Each home is an island and it takes a certain, small but not negligible, amount of energy to bring in supplies. Does it take more oil to bring a delivery to my door or does it take more to bring it to the supermarket to sit there? Suddenly these were questions brought to greater prominence by the isolation of every family, the atomization of the household.
So, I still don’t know whether it’s better for the environment to truck in a million cans that will sit there unused for years or to get a million different trucks to bring in a few cans that are immediately used. What does seem clear is that creating plastic packaging to contain heavy liquid goods that are then shipped around the country doesn’t seem like a way to go — unless there’s an overriding reason for it. The relevant scholarly study shows that liquid soaps take five times more energy to get produced, almost 20 times more energy to get packaged and, given their far greater weight per wash, a vast amount more energy to transport to your bathroom than their solid counterparts.

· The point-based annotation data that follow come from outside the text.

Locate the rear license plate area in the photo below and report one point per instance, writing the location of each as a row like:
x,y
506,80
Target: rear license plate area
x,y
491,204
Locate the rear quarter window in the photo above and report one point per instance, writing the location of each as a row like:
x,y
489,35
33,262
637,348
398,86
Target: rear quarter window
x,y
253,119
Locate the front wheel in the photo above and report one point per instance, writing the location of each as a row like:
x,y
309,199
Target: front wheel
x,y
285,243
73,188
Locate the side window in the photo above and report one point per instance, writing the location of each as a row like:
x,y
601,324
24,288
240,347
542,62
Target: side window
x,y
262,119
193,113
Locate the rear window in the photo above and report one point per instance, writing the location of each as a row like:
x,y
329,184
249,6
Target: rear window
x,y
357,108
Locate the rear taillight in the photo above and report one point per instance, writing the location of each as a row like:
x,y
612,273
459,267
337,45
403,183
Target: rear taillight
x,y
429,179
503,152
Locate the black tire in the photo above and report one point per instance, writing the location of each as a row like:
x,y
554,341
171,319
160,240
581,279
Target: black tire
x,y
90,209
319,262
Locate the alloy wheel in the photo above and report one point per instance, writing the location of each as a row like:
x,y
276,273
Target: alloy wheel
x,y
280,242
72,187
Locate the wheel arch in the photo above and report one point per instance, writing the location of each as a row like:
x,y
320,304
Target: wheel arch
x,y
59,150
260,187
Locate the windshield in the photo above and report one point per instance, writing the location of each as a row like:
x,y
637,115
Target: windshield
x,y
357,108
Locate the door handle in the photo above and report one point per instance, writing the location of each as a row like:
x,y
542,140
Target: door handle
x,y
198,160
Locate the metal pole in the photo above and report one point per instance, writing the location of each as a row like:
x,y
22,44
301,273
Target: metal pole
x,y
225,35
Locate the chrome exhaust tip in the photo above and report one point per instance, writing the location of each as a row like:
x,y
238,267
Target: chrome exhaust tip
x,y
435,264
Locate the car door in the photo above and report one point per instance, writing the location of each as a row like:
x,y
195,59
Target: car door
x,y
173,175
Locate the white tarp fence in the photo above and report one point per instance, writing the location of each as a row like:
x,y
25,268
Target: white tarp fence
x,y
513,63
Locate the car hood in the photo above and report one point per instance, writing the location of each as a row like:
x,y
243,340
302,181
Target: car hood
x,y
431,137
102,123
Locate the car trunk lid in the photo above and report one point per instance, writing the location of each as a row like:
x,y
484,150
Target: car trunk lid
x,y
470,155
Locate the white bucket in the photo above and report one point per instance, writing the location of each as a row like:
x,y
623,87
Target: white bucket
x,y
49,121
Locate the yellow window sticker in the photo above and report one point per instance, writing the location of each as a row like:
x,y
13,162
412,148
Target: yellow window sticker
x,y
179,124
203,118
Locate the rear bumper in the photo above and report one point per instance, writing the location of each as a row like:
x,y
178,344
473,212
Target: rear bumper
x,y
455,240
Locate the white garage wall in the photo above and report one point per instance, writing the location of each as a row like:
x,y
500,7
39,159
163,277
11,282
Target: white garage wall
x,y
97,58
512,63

Recently we also moved away from using liquid shampoo and conditioner to bars. Those of you who know me, know that my relationship to shampoo borders on the imaginary but I still have enough follicles to raise a lather. So when my wife — who has a shortish but actual hairstyle introduced these revolutionary objects I claimed an opinion. It turns out that one 4 oz bar of shampoo and a similar bar of conditioner works for me and her just as the full thick 20oz plastic bottles of shampoo and conditioner used to. So, unless there’s some seriously retrograde byproducts from the creation of these bars, we’ve saved some oil.
Likewise we have replaced our monthly delivery of “environmentally friendly” laundry detergent with detergent sheets. These sheets dissolve in water that flows into the house. They take up less room, are much lighter and seem to do a fine job.
Cooking stock and carbonated beverages are two other goods where you can easily avoid paying for the packaging and transportation of water, just flushing more oil down the drain. And, if you have to use products with “aqua” as an ingredient (and we do, too!), try to refill from bulk to minimize packaging.
These aren’t going to save the world on their own, but they are excellent mindfulness exercises about an existential crisis that, to most of us, seems either too massive or too distant to effect. So, buy less liquid and remind yourself and others that we should use less oil to package and to transport heavy goods around the world. Plus, if you are in a first world country, your appliances are probably more efficient than you realize. Run all laundry cold, run all dishwashers on eco, put your laundry out to dry.
There are many small steps between lifestyle and life-saving, but we have to take them.
*This is not a plug for any particular products, we don’t even know which ones we like best, yet. Just a thought to stay clean and stop using oil to transport water.